The British foreign ministry sent 200 soldiers to NATO's peacekeeping force in Kosovo following a gun battle between the authorities and armed Serbs in the country's north in September.
Kosovo's Prime Minister Albin Kurti says they appreciate the help.
"Ally, partner, friend before liberation, during and after, and we never forget the help that we’ve gotten bilaterally from UK or through NATO and EU."
But there are also other constant reminders of the war.
During the 1998 conflict, there were around 20,000 reported instances of rape and sexual assault by members of the Serbian army against the local population, with women overwhelmingly the targets of that violence.
Atifete Jahjaga is a former president of Kosovo.
She says in the years since, survivors have experienced stigma.
"While each and every one of us has enjoyed the freedom and the liberties immediately after the end of the war, survivors of the sexual violence, to our shame, we have covered them with a veil of shame instead of covering them with a veil of pride. Because while we have been fighting in many of the battlefields, we have never recognised that these survivors from a different age, which we have here, the dress of a 17 years old young lady, she's not among us, where her and her sister of ten years old due to the consequences of their rape. They are not among us anymore."
Now, a new museum has opened in the capital Pristina, dedicated to those victims.
The initiative was largely funded by the Atifete Foundation, created and owned by the former president.
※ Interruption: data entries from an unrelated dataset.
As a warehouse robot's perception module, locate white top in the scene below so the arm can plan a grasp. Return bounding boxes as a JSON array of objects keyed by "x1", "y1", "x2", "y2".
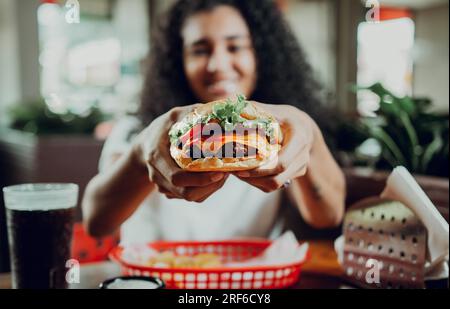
[{"x1": 99, "y1": 117, "x2": 281, "y2": 244}]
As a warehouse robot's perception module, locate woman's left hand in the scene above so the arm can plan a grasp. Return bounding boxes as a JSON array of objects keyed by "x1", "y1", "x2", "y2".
[{"x1": 234, "y1": 103, "x2": 318, "y2": 192}]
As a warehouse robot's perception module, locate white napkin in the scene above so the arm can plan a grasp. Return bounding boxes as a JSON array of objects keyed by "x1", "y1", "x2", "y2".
[
  {"x1": 225, "y1": 231, "x2": 309, "y2": 267},
  {"x1": 334, "y1": 166, "x2": 449, "y2": 280}
]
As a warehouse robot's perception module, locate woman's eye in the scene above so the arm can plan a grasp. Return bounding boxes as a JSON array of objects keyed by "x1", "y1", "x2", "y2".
[{"x1": 228, "y1": 45, "x2": 244, "y2": 53}]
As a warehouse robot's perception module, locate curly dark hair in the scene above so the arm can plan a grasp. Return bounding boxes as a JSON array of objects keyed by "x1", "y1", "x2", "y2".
[{"x1": 139, "y1": 0, "x2": 321, "y2": 126}]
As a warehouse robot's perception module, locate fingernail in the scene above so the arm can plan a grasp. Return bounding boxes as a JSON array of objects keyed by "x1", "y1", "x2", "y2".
[
  {"x1": 237, "y1": 172, "x2": 250, "y2": 177},
  {"x1": 211, "y1": 174, "x2": 224, "y2": 181}
]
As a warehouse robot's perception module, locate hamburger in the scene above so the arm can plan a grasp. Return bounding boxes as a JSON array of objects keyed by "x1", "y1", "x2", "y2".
[{"x1": 169, "y1": 95, "x2": 282, "y2": 172}]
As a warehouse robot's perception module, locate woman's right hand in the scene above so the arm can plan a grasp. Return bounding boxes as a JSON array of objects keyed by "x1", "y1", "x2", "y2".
[{"x1": 134, "y1": 105, "x2": 229, "y2": 203}]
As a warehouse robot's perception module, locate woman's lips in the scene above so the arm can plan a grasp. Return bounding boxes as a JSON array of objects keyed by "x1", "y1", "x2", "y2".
[{"x1": 207, "y1": 80, "x2": 238, "y2": 95}]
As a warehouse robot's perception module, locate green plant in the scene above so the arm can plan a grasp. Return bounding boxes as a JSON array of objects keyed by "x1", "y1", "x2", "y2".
[
  {"x1": 7, "y1": 99, "x2": 108, "y2": 135},
  {"x1": 347, "y1": 83, "x2": 449, "y2": 177}
]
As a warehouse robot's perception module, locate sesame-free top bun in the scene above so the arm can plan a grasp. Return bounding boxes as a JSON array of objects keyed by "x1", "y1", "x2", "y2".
[{"x1": 170, "y1": 101, "x2": 281, "y2": 172}]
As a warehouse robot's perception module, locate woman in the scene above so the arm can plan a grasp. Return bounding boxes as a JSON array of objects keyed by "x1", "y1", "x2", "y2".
[{"x1": 83, "y1": 0, "x2": 345, "y2": 242}]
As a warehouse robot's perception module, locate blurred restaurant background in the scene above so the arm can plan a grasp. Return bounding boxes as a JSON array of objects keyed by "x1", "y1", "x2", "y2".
[{"x1": 0, "y1": 0, "x2": 449, "y2": 272}]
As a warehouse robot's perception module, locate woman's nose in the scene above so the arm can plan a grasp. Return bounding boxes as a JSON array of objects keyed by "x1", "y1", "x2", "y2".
[{"x1": 207, "y1": 49, "x2": 232, "y2": 73}]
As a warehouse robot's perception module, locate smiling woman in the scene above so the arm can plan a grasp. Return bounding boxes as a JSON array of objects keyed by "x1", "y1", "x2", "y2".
[{"x1": 182, "y1": 5, "x2": 256, "y2": 102}]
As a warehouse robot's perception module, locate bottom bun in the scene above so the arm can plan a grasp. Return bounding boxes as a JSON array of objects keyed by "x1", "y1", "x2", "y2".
[{"x1": 170, "y1": 145, "x2": 280, "y2": 172}]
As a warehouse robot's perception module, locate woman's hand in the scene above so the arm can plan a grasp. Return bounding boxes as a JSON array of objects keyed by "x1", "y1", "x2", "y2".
[
  {"x1": 134, "y1": 105, "x2": 228, "y2": 202},
  {"x1": 235, "y1": 103, "x2": 317, "y2": 192}
]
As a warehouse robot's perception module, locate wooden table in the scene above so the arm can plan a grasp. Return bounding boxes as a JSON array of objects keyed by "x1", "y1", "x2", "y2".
[{"x1": 0, "y1": 241, "x2": 351, "y2": 289}]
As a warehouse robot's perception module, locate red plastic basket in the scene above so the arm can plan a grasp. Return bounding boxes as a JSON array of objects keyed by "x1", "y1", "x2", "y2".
[{"x1": 110, "y1": 240, "x2": 309, "y2": 289}]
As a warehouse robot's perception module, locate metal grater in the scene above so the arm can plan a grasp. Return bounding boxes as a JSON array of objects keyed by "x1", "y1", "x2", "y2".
[{"x1": 343, "y1": 197, "x2": 427, "y2": 288}]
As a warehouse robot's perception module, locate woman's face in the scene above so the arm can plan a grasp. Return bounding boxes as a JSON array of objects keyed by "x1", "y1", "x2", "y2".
[{"x1": 182, "y1": 5, "x2": 257, "y2": 102}]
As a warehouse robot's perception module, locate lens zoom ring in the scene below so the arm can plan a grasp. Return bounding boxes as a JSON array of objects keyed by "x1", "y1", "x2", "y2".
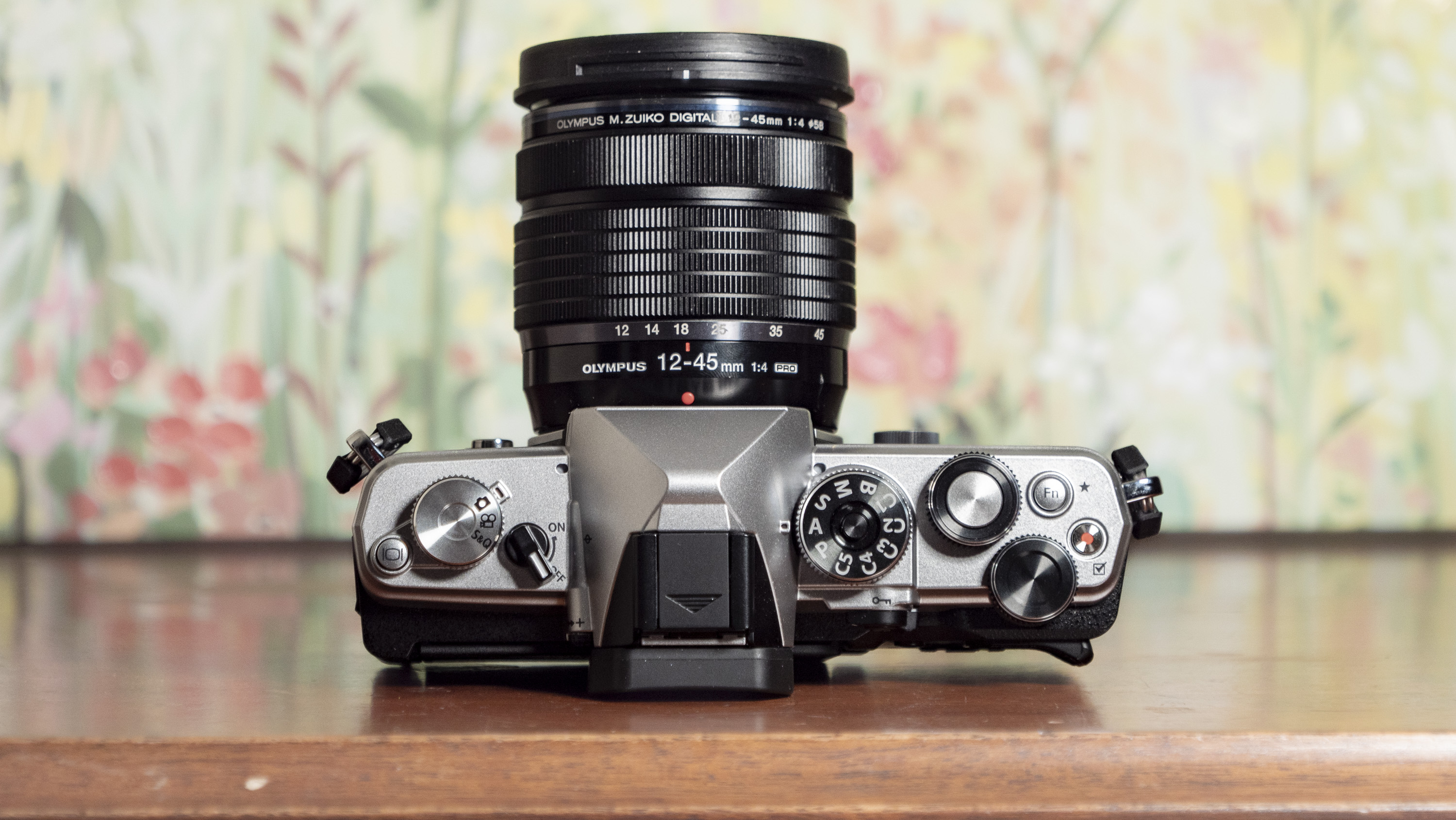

"And this is a way that we are trying to show our support as the people of Kosovo, as institutions of Kosovo, as the civil society of Kosovo, in a way to remind each and everyone who comes in within this facility and being able to see and to expose, starting from the artefacts and all the way down to the statements that are around this room that each and every room has its story on itself will be, in a way, dealing with the collective memory in order to restore the record of collective memory about the sacrifices that the women and men of Kosovo have done."
Ms Jahjaga says the museum is a world first.
"If I am not wrong, not only in the region but in the world, is in itself as a museum for the survivors of the sexual violence. Usually there are kind of museums as a part of the museums of the genocide, museums of the war or museums of the peace. But on itself Kosovo is the first country that has established a museum for the survivors of the sexual violence."
For Ambassador Shala, the museum represents an opportunity to remember and celebrate the courage of sexual assault survivors who are using their own experiences to build a better tomorrow.
"This is one of the open wounds of (the) Kosovo War. It's still open and the survivors are there. It's not easy to talk about this topic. It's a big number (of victims) and they are there but the good thing is that they are turning this difficult moment of their lives into power. They are reflecting how strong a society can be when they are on the right side of anything. So they were victims and now they are the strength of our society."